Abstract

The role of the primary detrital grain assemblage as a control on diagenetic pathways is reasonably well-understood in sandstones and limestones, but less so in mudrocks. We have documented diagenesis in mudstones from the Triassic Yanchang Formation that are dominated (>90% by volume) by grains derived from outside the basin of deposition (terrigenous-argillaceous mudstones or tarls). Major extrabasinal grains are K-rich clay, quartz, plagioclase, K-feldspar, lithic fragments, and micas. In terms of the quartz-feldspar-lithic grain compositions, the silt fraction in these samples is classified as arkose. Grains of intrabasinal derivation include particulate organic matter, phosphatic debris, and rare carbonate allochems. The principal chemical diagenetic components in these mudrocks have strongly localized spatial distributions at micrometer to centimeter scales. Chemical diagenetic components include cone-in-cone structures, replacements of detrital feldspar, pore-filling precipitates within anomalously large pores, pore-filling solid hydrocarbon, and very minor quartz overgrowths associated with local packing flaws around silt-size detrital quartz grains. Matrix-dispersed intergranular cementation, as observed in well-known organic-rich marine mudstones, such as the Barnett Shale and the Eagle Ford Formation, is not observed in Yanchang Formation lacustrine mudstones. The authigenic features present are consistent with the thermal maturity of the units (Ro=0.71.2) and are broadly similar to features observed in other mudstones that contain grain assemblages dominated by particles of extrabasinal derivation.

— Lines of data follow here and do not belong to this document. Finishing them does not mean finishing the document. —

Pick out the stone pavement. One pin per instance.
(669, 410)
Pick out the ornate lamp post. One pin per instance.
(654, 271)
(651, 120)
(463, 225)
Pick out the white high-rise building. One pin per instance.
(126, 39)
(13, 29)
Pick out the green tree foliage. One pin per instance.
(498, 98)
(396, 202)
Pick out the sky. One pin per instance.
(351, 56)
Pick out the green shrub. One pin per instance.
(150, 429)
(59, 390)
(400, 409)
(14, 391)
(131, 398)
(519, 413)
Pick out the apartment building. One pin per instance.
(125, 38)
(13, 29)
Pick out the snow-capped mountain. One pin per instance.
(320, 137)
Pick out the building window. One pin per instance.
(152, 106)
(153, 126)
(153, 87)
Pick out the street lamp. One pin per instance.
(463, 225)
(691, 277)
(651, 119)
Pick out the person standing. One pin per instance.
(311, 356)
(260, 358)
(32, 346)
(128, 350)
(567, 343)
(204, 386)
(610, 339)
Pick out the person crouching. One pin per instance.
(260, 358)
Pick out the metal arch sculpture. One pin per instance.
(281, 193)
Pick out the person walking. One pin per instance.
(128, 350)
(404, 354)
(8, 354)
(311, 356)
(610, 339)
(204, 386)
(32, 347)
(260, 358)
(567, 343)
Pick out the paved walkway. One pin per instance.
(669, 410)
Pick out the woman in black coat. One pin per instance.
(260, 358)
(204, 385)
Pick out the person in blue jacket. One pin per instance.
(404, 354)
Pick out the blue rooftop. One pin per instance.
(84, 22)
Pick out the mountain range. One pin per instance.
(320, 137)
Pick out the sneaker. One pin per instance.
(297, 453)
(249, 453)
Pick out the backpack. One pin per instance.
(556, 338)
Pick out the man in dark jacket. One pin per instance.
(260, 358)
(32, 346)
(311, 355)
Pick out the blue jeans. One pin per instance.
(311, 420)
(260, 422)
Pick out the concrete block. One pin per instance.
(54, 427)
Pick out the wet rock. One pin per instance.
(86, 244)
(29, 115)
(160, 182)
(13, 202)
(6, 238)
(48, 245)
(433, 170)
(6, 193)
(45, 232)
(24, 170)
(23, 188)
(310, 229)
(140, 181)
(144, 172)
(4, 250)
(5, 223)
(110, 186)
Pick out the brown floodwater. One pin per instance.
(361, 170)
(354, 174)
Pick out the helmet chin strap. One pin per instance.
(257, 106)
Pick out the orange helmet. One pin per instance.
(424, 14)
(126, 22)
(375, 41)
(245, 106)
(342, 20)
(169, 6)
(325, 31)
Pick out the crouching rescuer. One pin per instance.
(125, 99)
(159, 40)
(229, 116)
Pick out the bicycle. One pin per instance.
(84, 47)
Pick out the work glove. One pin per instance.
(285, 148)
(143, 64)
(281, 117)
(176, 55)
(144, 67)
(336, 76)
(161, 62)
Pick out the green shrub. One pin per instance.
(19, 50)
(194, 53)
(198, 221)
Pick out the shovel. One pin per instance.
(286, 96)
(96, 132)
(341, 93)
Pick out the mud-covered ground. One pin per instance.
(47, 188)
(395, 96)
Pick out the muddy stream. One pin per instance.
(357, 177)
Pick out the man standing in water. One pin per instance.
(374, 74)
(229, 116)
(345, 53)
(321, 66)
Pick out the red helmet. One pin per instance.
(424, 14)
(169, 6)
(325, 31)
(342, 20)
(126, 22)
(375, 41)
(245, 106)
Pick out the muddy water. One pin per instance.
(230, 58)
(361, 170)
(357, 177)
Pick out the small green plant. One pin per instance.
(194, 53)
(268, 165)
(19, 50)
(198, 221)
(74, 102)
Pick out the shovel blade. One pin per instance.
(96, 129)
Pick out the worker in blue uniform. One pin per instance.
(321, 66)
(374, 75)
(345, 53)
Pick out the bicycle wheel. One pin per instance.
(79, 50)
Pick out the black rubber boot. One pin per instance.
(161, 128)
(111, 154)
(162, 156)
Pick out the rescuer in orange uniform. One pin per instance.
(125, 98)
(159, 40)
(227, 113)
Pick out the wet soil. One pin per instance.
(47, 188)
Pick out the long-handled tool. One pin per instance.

The low porosity and the absence of significant amounts of intergranular cement indicate that compactional porosity loss and in-filling by migrated solid hydrocarbon were the major causes of porosity decline during diagenesis of Yanchang Formation mudrocks. Although the mudstones of the Yanchang Formation have a relatively high content of organic carbon and serve as source rocks in the Ordos Basin, the depositional grain assemblage is not conducive to creation of porosity, permeability, and mechanical properties that would make these mudrocks effective unconventional reservoirs.